Background & Motivation

  1. Human Cross-view Capability: Humans possess the ability to seamlessly switch between egocentric (Ego) and exocentric (Exo) perspectives to anticipate subsequent actions via mirror neurons, a capability crucial for human-robot collaboration and embodied AI.
  2. Existing Methods Dependency: Most Ego-Exo adaptation methods (pre-training/fine-tuning or UDA) require target view data during the training phase, incurring extra computational and data collection costs.
  3. Cross-view Failure: Action recognition/anticipation models trained on one perspective suffer significant performance degradation when applied to another due to substantial differences in camera angles and styles.
  4. Opportunities for Test-time Adaptation (TTA): TTA methods adjust models online without target labeling. However, existing TTA methods are designed for single-label tasks and struggle with multiple action candidates.
  5. Multi-action Candidate Challenge: Real-world events often involve multiple atomic actions to be predicted simultaneously. Entropy-based TTA methods tend to favor a single category with the highest confidence, leading to suboptimal performance.
  6. Ego-Exo Spatio-temporal Gap: Significant discrepancies exist between the two views in the spatial dimension (inconsistent layouts and distracting objects) and the temporal dimension (asynchronous action progress). Simple domain adaptation struggles to bridge this gap.

Method

Overall Architecture

DCPGN (Dual-Clue enhanced Prototype Growing Network) adapts a pre-trained source-view action anticipation model to a target view during the test phase without any target labels. It freezes the CLIP ViT-L/14 visual encoder and only updates learnable prompts and category prototypes online. Two collaborative components are employed: ML-PGM progressively accumulates multi-label knowledge to learn unbiased prototypes, while DCCM fuses visual and textual clues for consistency constraints. Both paths produce logits that are fused into the final prediction. In the training phase, BCE loss is used on labeled source data; in the test phase, only the learnable prompts are optimized via online SGD.

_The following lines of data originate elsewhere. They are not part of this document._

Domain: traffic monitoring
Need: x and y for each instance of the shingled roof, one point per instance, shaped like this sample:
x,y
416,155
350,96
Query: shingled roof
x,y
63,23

%%{init: {'flowchart': {'rankSpacing': 24, 'nodeSpacing': 28, 'padding': 6, 'wrappingWidth': 400, 'subGraphTitleMargin': {'top': 8, 'bottom': 16}}}}%%
flowchart TD
    A["Target View Video Observation<br/>(Unlabeled)"] --> B["Frozen CLIP ViT-L/14 Encoder<br/>+ Learnable Prompt Category Features"]
    B --> C
    B --> D
    subgraph C["ML-PGM Multi-Label Prototype Growing"]
        direction TB
        C1["Top-K Pseudo-labels<br/>(K=3/5 for Multi-action Candidates)"] --> C2["Category Memory Bank<br/>Capacity N=500, Retaining Lowest Entropy"]
        C2 --> C3["Confidence-weighted Prototype Calculation<br/>→ Prototype Logits Lp"]
    end
    subgraph D["DCCM Dual-Clue Consistency"]
        direction TB
        D1["Visual Clue: Last Frame Objects<br/>→ CLIP → Lv (Spatial)"]
        D2["Textual Clue: Narrator-generated Description<br/>→ CLIP → Lt (Temporal)"]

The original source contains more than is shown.